They called out to him, ‘Have you no bread to bring to us? We are starving!”

He felt their hunger deeply, as he too had experienced hunger, but he had experienced it as a prisoner in a foreign place. Here these men were in their own country, yet desperate for something to eat. He could not stand to see people hungry and so, instinctively, he acted upon impulse and went back home to get some freshly baked bread for them.

“No, my son, do not feed them! Do not go back there, as you will be seen by some people around here as a traitor for feeding and aiding the enemy”, Kyria Leah’s mother pleaded in vain with her son. He was not aware of the fatal consequences of a humane act of feeding a hungry group of men. He had been absent from Greece for long enough, and did not understand the politics of the civil war. Within days he was denounced for this act of kindness as an act of betrayal by some of his neighbours. He was sentenced and killed for aiding andartes by those on the other side.

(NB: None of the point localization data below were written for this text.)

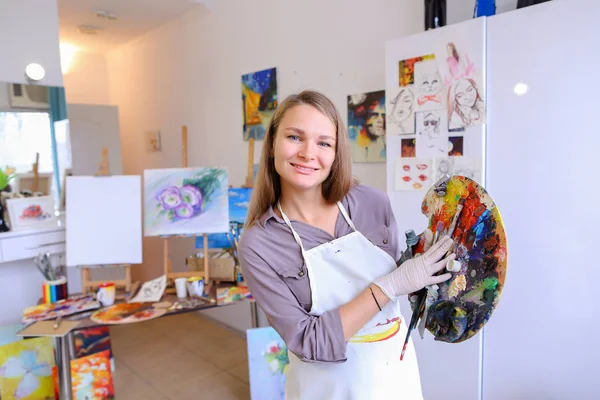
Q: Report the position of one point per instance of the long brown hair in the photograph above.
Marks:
(267, 188)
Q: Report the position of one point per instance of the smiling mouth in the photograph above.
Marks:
(303, 168)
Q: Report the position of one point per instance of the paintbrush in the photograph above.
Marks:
(421, 297)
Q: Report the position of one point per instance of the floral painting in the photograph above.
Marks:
(185, 201)
(31, 212)
(267, 363)
(26, 370)
(91, 377)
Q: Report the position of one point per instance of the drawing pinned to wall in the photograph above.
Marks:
(413, 174)
(408, 148)
(432, 133)
(180, 201)
(455, 146)
(406, 69)
(259, 98)
(153, 143)
(469, 167)
(26, 369)
(239, 200)
(429, 90)
(267, 363)
(464, 87)
(400, 116)
(366, 126)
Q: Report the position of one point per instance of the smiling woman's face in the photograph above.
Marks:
(304, 148)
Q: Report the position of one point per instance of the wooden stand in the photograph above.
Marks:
(86, 274)
(166, 260)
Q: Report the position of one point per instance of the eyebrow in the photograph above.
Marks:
(301, 132)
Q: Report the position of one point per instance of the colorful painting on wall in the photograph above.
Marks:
(185, 201)
(239, 200)
(259, 98)
(267, 363)
(92, 378)
(29, 212)
(366, 126)
(400, 115)
(406, 69)
(463, 304)
(26, 370)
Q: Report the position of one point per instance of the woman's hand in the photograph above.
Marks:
(416, 273)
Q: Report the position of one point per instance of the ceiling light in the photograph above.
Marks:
(67, 54)
(520, 89)
(35, 72)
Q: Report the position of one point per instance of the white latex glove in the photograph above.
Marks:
(416, 273)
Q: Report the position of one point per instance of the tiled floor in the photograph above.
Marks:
(180, 357)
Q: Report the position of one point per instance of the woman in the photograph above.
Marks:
(319, 255)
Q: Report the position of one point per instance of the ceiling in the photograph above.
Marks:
(134, 18)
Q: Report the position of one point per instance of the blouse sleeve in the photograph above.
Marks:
(311, 338)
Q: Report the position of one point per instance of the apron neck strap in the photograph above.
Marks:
(289, 224)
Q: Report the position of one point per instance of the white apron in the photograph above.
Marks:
(338, 271)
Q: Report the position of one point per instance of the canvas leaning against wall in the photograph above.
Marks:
(185, 201)
(259, 98)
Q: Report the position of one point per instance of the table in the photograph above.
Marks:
(66, 349)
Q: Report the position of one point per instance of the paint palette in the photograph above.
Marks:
(126, 313)
(464, 303)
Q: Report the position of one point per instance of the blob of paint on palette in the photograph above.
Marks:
(467, 300)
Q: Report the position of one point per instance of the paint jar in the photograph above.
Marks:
(53, 291)
(196, 286)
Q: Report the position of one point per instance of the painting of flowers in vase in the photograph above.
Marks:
(185, 201)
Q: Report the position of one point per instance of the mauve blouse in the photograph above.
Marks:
(271, 259)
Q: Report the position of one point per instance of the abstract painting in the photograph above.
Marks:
(408, 148)
(92, 378)
(413, 174)
(26, 369)
(366, 126)
(432, 133)
(400, 110)
(259, 98)
(185, 201)
(406, 69)
(429, 87)
(461, 306)
(29, 212)
(239, 200)
(267, 363)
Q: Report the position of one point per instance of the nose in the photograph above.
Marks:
(307, 152)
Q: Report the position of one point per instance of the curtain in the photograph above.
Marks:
(58, 112)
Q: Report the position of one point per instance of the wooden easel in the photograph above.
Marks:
(166, 260)
(86, 274)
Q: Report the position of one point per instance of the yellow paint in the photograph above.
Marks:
(377, 337)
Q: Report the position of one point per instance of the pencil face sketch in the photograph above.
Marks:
(432, 134)
(401, 118)
(429, 86)
(465, 105)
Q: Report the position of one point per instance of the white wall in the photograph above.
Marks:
(29, 33)
(86, 81)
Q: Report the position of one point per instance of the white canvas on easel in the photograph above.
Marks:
(104, 220)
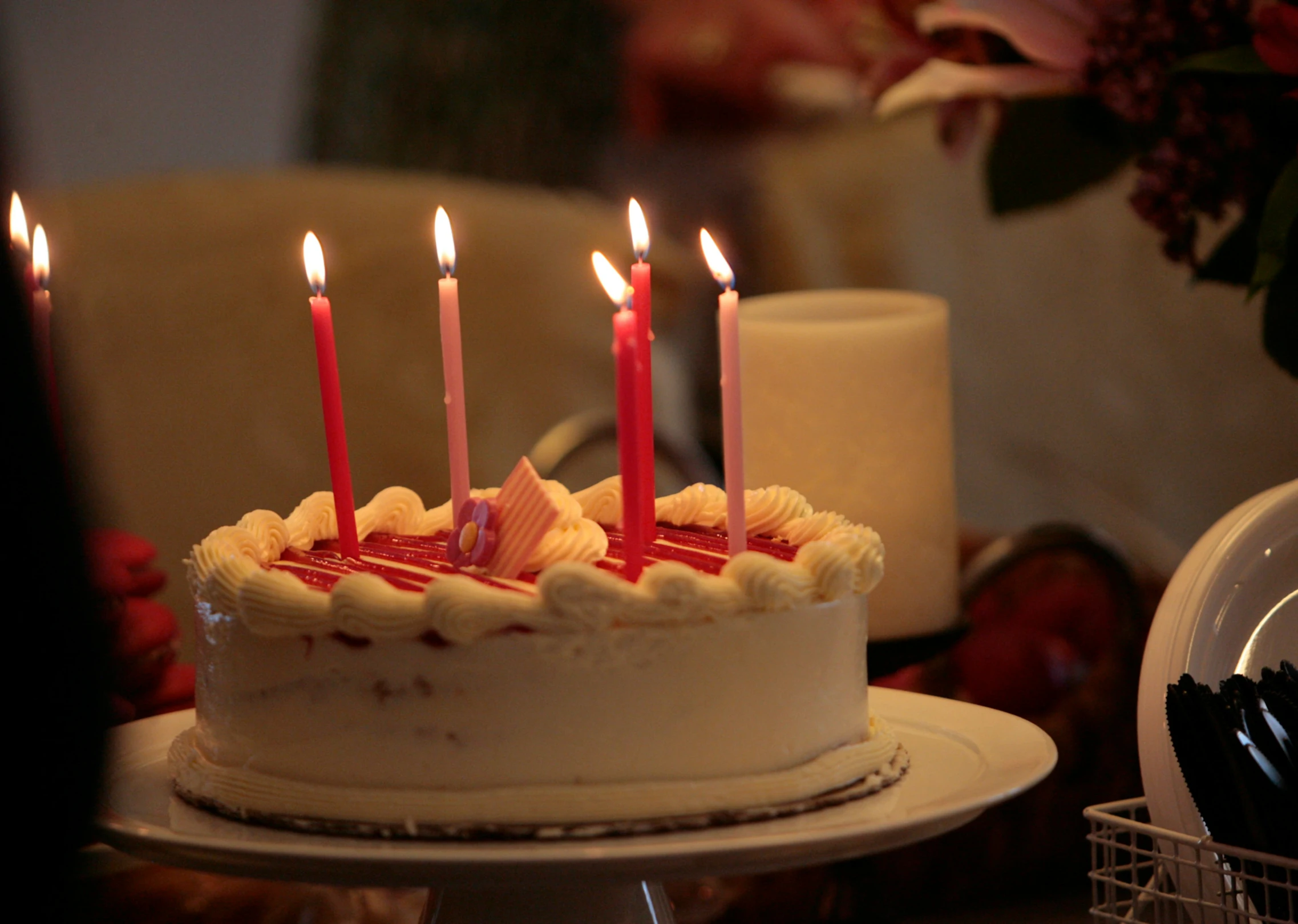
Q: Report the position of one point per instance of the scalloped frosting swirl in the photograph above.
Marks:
(265, 569)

Kyria Leah was a young girl when this happened, but she recalls that her mother and father could not utter anything in defence of their sentenced son. Furthermore, they were not given their son’s body to bury after he was executed. When asked about how her parents responded to this tragedy, Kyria Leah stated that her parents did not ever stop believing in God, despite the incomprehensibility of what had just happened. Many years later, when she decided to migrate to Australia, her parents would say that they had lost three children. Yet Kyria Leah was never lost, since the legacy of her parents’ deep and abiding faith had taught her to endure whatever hurdles life presented to her. It was her early experiences that had shaped her, and so she was able to transmit her parents’ faith and beliefs to her own family and her grandchildren in the Antipodes.